From 8349ccff5957f42d8ae7838b6d8218e3060ad1ee Mon Sep 17 00:00:00 2001
From: Hayk Martiros <hayk.mart@gmail.com>
Date: Fri, 23 Dec 2022 05:08:37 +0000
Subject: [PATCH] Make traced unet optional and support custom checkpoints

---
 requirements.txt    |  1 +
 riffusion/server.py | 46 ++++++++++++++++++++++-----------------------
 2 files changed, 24 insertions(+), 23 deletions(-)

diff --git a/requirements.txt b/requirements.txt
index 835861d..57edf91 100644
--- a/requirements.txt
+++ b/requirements.txt
@@ -8,6 +8,7 @@ numpy
 pillow
 pydub
 scipy
+soundfile
 torch
 torchaudio
 transformers
diff --git a/riffusion/server.py b/riffusion/server.py
index c931f6e..8a8bc5c 100644
--- a/riffusion/server.py
+++ b/riffusion/server.py
@@ -4,7 +4,6 @@ Inference server for the riffusion project.
 
 import base64
 import dataclasses
-import functools
 import logging
 import io
 import json
@@ -45,6 +44,7 @@ SEED_IMAGES_DIR = Path(Path(__file__).resolve().parent.parent, "seed_images")
 def run_app(
     *,
     checkpoint: str = "riffusion/riffusion-model-v1",
+    no_traced_unet: bool = False,
     host: str = "127.0.0.1",
     port: int = 3000,
     debug: bool = False,
@@ -56,7 +56,7 @@ def run_app(
     """
     # Initialize the model
     global MODEL
-    MODEL = load_model(checkpoint=checkpoint)

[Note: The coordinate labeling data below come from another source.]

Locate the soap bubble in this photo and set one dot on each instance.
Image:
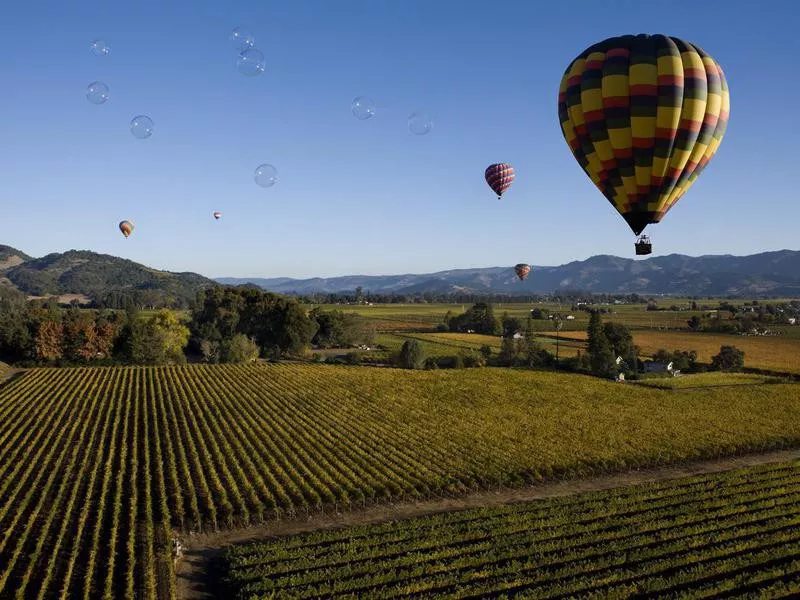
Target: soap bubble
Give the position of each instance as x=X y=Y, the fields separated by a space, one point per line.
x=242 y=39
x=363 y=108
x=99 y=47
x=97 y=92
x=251 y=62
x=420 y=123
x=142 y=127
x=266 y=175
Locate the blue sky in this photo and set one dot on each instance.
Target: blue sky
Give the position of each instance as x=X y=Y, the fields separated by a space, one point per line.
x=365 y=196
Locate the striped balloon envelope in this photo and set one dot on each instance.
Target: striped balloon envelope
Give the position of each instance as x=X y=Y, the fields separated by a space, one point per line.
x=126 y=227
x=499 y=177
x=522 y=270
x=643 y=116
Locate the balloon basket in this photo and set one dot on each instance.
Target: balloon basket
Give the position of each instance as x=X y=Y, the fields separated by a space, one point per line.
x=643 y=246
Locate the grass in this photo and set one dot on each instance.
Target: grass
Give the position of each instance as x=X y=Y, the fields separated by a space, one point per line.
x=97 y=465
x=715 y=379
x=703 y=536
x=774 y=353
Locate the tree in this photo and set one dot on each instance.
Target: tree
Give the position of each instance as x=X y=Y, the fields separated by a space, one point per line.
x=49 y=340
x=80 y=336
x=412 y=355
x=479 y=318
x=621 y=340
x=535 y=354
x=730 y=358
x=511 y=325
x=509 y=352
x=337 y=329
x=16 y=342
x=537 y=313
x=239 y=349
x=601 y=355
x=158 y=340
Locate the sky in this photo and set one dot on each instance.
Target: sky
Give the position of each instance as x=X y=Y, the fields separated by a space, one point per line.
x=366 y=197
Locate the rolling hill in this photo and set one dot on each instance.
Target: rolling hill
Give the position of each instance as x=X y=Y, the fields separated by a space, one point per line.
x=95 y=276
x=766 y=274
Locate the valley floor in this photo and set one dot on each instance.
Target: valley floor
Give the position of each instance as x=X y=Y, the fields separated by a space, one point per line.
x=197 y=571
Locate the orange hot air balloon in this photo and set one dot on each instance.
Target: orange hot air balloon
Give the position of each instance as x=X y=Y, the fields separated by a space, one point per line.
x=126 y=227
x=522 y=271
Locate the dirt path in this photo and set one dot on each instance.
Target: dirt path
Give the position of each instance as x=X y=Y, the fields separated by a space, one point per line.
x=195 y=569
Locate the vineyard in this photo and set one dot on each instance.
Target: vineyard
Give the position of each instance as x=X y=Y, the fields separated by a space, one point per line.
x=708 y=536
x=98 y=466
x=776 y=353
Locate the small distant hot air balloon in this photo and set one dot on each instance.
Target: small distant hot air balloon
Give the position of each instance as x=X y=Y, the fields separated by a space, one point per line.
x=499 y=177
x=126 y=227
x=522 y=271
x=643 y=116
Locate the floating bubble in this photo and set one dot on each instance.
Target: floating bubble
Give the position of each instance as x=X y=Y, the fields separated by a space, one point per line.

+    MODEL = load_model(checkpoint=checkpoint, traced_unet=not no_traced_unet)
 
     args = dict(
         debug=debug,
@@ -72,7 +72,7 @@ def run_app(
     app.run(**args)
 
 
-def load_model(checkpoint: str):
+def load_model(checkpoint: str, traced_unet: bool = True):
     """
     Load the riffusion model pipeline.
     """
@@ -86,28 +86,30 @@ def load_model(checkpoint: str):
         safety_checker=lambda images, **kwargs: (images, False),
     ).to("cuda")
 
-    @dataclasses.dataclass
-    class UNet2DConditionOutput:
-        sample: torch.FloatTensor
+    # Set the traced unet if desired
+    if checkpoint == "riffusion/riffusion-model-v1" and traced_unet:
+        @dataclasses.dataclass
+        class UNet2DConditionOutput:
+            sample: torch.FloatTensor
 
-    # Using traced unet from hf hub
-    unet_file = hf_hub_download(
-        "riffusion/riffusion-model-v1", filename="unet_traced.pt", subfolder="unet_traced"
-    )
-    unet_traced = torch.jit.load(unet_file)
+        # Using traced unet from hf hub
+        unet_file = hf_hub_download(
+            checkpoint, filename="unet_traced.pt", subfolder="unet_traced"
+        )
+        unet_traced = torch.jit.load(unet_file)
 
-    class TracedUNet(torch.nn.Module):
-        def __init__(self):
-            super().__init__()
-            self.in_channels = model.unet.in_channels
-            self.device = model.unet.device
-            self.dtype = torch.float16
+        class TracedUNet(torch.nn.Module):
+            def __init__(self):
+                super().__init__()
+                self.in_channels = model.unet.in_channels
+                self.device = model.unet.device
+                self.dtype = torch.float16
 
-        def forward(self, latent_model_input, t, encoder_hidden_states):
-            sample = unet_traced(latent_model_input, t, encoder_hidden_states)[0]
-            return UNet2DConditionOutput(sample=sample)
+            def forward(self, latent_model_input, t, encoder_hidden_states):
+                sample = unet_traced(latent_model_input, t, encoder_hidden_states)[0]
+                return UNet2DConditionOutput(sample=sample)
 
-    model.unet = TracedUNet()
+        model.unet = TracedUNet()
 
     model = model.to("cuda")
 
@@ -151,8 +153,6 @@ def run_inference():
     return response
 
 
-# TODO(hayk): Enable cache here.
-# @functools.lru_cache()
 def compute(inputs: InferenceInput) -> str:
     """
     Does all the heavy lifting of the request.